The main focus at this Sunday’s Turin Marathon (18 April) will be the battle between Alberico Di Cecco, Danilo Goffi, Migidio Bourifa, Fabio Rinaldi and Sergio Chiesa for the final spot on the Italian Olympic Marathon team.

However, the Italians will face strong Kenyan opposition led by the 2003 Rome Marathon winner Frederick Cherono.

Stefano Baldini and Daniele Caimmi, who will run respectively in London and Boston this weekend, have already been pre-selected for Athens.

Ruggero Pertile is in the Italian Olympic selection battle too after becoming a serious candidate for the team after his astonishing victory in Rome in 2:10:13 on 28 March. He must wait in suspense for this weekend’s results in Turin to see if he will make the trip to Athens.

Turin’s Italian challengers

This year Alberico Di Cecco returns to Turin where he won his first big marathon in 2002 (2:10:27), a result which earned him a berth for the European Championships in Munich. Di Cecco enjoyed a successful 2003 season highlighted by his third place in Rome in 2:08:54 (PB) and after running at the World Championships in Paris he prepared for the New York Marathon. In the Big Apple he finished fifth and was the first non-Kenyan home. This spring Di Cecco has prepared specifically for Turin and after a test in the Treviso Marathon, where he ran in a “relaxed” 2:14:26, is in very good form.

Danilo Goffi, a European silver medallist in Budapest 1998 and a 2:08:33 runner (Rotterdam 1998), is bouncing back after some troubled years blighted by some physical problems. This year Turin may feature a repetition of what happened in 2002 when Goffi finished second in the northern italian city behind Di Cecco.

Sergio Chiesa (PB 2.10:30), third in Turin in 2002 and second in Venice 2003, Migidio Bourifa, who runs his second marathon in just three weeks after his second place in Rome behind Pertile in the attempt to keep his Olympic hopes alive, and Fabio Rinaldi (first in the Treviso marathon in 2:11:46) are not to be written off.

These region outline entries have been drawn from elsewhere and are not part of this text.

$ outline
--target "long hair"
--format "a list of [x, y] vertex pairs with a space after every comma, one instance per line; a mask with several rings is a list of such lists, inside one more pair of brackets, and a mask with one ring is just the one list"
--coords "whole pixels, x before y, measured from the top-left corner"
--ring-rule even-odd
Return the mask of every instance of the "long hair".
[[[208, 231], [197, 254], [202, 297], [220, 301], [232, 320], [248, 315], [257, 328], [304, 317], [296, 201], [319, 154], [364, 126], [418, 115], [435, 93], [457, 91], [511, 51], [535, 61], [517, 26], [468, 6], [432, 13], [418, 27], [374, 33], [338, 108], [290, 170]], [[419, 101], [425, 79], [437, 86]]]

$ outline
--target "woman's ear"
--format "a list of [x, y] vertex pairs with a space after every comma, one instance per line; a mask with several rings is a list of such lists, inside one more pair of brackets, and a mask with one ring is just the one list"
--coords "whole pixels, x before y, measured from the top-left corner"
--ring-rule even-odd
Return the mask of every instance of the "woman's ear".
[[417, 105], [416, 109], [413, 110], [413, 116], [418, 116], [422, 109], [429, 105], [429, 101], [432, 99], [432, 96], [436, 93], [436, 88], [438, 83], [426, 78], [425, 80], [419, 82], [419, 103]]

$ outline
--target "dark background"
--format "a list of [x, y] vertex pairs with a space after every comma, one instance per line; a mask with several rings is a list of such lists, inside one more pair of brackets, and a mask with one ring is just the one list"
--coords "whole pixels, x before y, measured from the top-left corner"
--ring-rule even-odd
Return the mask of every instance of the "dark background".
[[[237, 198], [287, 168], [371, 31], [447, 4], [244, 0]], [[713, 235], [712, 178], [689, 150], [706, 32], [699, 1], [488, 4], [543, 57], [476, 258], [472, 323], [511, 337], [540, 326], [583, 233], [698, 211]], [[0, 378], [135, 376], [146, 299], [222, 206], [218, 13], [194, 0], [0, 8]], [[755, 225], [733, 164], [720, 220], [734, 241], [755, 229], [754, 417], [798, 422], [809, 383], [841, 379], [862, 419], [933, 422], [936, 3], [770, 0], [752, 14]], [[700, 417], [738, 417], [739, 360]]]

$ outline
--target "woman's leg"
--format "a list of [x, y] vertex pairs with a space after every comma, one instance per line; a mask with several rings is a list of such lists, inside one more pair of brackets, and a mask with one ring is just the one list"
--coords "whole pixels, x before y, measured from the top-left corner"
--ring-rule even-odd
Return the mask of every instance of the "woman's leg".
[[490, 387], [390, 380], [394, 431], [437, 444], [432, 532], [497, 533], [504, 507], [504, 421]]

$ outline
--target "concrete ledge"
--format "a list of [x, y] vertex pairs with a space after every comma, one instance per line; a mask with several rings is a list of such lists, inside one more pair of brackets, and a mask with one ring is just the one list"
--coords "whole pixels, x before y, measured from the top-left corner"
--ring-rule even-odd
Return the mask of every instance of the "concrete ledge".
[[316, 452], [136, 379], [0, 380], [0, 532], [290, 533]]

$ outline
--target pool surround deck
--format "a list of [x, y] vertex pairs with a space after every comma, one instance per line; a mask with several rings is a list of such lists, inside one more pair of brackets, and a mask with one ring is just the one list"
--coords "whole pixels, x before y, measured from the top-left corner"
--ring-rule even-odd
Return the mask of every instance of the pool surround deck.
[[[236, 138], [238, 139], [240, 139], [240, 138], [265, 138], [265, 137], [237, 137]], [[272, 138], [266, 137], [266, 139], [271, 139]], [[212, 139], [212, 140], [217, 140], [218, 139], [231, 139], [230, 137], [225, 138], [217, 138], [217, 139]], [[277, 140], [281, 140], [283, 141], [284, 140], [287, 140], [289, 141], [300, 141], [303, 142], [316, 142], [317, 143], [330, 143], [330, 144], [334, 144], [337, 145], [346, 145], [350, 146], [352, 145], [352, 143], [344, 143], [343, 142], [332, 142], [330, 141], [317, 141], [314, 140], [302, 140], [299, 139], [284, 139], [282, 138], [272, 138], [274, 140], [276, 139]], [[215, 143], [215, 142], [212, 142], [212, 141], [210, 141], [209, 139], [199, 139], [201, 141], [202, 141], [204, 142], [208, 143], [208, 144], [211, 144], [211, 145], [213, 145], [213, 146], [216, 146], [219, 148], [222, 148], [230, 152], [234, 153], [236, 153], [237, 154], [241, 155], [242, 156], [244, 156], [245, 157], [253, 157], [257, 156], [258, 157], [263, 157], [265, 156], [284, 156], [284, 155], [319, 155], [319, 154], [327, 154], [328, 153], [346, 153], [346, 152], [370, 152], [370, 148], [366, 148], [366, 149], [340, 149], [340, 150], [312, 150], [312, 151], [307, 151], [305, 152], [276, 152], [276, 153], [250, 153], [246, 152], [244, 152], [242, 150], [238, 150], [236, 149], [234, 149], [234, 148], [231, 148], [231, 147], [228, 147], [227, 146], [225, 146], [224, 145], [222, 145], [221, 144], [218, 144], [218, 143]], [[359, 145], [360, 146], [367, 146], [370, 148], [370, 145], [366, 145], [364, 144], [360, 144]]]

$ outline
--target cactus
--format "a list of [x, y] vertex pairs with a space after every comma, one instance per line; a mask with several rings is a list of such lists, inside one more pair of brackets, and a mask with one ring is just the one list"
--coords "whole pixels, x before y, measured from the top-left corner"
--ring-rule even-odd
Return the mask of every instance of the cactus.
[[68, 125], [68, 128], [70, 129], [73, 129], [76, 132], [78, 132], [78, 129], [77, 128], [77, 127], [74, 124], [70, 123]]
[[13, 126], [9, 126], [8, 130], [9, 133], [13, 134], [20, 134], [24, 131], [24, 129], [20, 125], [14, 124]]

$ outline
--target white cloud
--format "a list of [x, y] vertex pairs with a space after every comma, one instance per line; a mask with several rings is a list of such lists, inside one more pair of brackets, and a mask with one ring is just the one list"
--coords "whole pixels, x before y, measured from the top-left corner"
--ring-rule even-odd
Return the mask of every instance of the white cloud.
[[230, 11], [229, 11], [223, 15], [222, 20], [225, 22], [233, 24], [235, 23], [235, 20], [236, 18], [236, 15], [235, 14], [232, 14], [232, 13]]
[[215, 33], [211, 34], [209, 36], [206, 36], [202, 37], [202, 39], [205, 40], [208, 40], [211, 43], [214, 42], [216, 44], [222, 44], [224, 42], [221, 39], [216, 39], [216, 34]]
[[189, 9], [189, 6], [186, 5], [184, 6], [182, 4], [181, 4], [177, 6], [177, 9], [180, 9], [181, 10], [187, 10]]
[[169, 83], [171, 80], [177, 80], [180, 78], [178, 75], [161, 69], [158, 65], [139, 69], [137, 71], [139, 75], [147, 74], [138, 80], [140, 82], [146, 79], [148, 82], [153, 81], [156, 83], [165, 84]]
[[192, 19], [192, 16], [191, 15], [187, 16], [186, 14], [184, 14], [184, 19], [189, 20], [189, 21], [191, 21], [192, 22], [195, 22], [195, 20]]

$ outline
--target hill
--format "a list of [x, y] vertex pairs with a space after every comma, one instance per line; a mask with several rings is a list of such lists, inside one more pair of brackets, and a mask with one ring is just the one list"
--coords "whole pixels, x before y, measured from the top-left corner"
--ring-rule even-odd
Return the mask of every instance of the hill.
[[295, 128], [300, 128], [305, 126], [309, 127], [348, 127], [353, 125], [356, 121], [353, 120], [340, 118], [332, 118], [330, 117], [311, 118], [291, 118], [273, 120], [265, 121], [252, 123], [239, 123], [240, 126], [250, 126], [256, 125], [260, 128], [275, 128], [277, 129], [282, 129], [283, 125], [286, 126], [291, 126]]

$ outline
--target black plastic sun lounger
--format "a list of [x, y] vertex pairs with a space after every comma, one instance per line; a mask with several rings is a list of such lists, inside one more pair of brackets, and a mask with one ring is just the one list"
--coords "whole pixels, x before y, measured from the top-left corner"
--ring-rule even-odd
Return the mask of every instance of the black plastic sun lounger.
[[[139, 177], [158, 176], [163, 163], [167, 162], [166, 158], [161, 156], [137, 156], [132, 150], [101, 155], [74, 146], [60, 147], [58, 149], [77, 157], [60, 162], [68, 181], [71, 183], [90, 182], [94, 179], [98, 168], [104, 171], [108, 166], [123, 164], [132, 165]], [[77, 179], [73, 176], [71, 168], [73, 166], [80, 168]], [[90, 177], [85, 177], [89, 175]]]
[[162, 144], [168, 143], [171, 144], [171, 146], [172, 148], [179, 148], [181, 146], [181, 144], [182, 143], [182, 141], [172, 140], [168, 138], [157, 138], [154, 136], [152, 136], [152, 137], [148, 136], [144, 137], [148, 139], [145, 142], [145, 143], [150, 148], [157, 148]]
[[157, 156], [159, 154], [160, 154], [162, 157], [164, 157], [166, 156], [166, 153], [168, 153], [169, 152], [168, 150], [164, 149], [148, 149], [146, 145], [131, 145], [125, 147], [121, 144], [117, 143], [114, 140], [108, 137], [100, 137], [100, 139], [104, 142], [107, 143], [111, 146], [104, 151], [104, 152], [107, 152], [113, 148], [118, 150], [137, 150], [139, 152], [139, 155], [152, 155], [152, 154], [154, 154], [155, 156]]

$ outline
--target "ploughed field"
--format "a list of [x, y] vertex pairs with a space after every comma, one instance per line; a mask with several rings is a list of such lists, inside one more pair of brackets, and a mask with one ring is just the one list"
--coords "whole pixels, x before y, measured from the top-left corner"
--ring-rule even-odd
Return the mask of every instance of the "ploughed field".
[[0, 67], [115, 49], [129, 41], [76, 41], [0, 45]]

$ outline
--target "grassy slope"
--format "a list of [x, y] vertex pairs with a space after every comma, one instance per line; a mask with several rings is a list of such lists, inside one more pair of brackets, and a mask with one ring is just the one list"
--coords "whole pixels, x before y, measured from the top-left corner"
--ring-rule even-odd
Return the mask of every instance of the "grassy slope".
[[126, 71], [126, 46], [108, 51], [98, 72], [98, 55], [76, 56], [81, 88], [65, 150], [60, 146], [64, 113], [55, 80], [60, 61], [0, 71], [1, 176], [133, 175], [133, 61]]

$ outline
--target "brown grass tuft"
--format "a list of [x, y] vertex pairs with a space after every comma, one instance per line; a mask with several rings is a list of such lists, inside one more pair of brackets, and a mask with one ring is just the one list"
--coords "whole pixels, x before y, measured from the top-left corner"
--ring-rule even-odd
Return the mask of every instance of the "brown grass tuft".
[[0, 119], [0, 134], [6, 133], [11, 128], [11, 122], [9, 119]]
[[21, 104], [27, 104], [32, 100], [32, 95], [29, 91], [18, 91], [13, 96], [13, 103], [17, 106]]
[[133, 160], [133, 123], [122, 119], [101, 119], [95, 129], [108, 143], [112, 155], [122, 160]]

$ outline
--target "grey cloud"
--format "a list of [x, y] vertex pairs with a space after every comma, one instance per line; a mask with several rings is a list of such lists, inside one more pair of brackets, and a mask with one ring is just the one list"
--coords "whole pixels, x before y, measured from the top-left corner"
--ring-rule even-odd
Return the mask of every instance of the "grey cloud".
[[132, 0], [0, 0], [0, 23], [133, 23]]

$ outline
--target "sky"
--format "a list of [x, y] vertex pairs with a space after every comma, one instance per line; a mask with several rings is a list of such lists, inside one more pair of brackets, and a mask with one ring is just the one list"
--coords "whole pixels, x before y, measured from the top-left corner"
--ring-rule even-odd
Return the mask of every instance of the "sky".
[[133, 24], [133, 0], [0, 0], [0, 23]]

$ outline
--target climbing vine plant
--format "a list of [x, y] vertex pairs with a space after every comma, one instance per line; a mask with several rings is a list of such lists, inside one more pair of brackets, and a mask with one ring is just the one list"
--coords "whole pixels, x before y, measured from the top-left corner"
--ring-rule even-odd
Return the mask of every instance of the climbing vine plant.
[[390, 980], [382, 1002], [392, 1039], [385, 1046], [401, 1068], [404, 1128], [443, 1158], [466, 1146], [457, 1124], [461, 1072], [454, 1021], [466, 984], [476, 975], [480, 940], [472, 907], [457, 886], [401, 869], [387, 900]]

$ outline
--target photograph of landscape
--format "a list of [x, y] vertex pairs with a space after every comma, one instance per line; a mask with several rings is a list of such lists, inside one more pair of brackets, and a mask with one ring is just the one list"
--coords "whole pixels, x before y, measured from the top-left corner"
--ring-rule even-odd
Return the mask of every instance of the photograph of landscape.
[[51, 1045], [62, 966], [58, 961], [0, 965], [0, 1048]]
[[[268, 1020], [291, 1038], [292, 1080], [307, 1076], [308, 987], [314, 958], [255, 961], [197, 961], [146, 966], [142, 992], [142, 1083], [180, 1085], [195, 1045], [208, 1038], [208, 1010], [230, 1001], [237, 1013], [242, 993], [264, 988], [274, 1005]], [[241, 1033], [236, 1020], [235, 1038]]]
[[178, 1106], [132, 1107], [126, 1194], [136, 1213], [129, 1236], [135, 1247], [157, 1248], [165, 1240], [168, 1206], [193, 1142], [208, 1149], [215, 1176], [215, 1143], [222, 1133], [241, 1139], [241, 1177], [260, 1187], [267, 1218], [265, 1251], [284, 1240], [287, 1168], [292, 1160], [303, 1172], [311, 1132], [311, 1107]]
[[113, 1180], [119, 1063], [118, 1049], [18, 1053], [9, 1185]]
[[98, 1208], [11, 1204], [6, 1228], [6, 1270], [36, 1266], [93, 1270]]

The Italian selectors will take a final decision at the end of April probably after the Padua Marathon on 25 April where the 1996 New York Marathon winner Giacomo Leone is entered.

Kenya’s bid

Frederick Cherono from Kenya, who won the 2003 Rome marathon in 2:08:47, leads the Kenyan challenge in Turin, while Michael Kapkiai will try to find the inspiration which enabled him to take a surprising victory in this city in 1994 in what remains his personal best of 2:10:07. After sustaining so many injuries Kapkiai produced a succesful comeback in Florence in 2002 where he won in 2:11:15. The 21-year-old kenyan Solomon Rotich, who trains in Kapsabet with the two-time New York winner Rodgers Rop, ran in 2:14:04 but may produce a surprise on Sunday.

Javornik leads the women’s challenge

The 38-year-old Helena Javornik from Slovenia, 2002 European Cross Country champion  is the favourite for the women’s race. The most significant results of her marathon career include two wins in Florence 2002 in 2:28:13 (her PB) and Hamburg 2003. More recently she finished fourth in the European 10000 metres Challenge in Maribor in 32:31.4 in her last test before Turin.
 
Jennifer Chesinon from Kenya revealed her potential last Autumn when she finished first in Carpi where she ran in 2:31:38 and smashed her previous personal best by 14 minutes.

Jane Ekimat, third at this year’s Half marathon in Prague in 1:11:26 (one minute slower than personal best of 1:10:17), will run the first marathon of her career.

Fastest Italian course

The Turin Marathon boasts the fastest Italian course. The Italian men's all-comers record was set in 2001 when the Ethiopian Simeretu Alemayehu beat Stefano Baldini in 2:07:45.

This year the race will be contested over a fascinating new course which starts and finishes in the Parco del Valentino in the heart of Turin and crosses the neighbouring towns.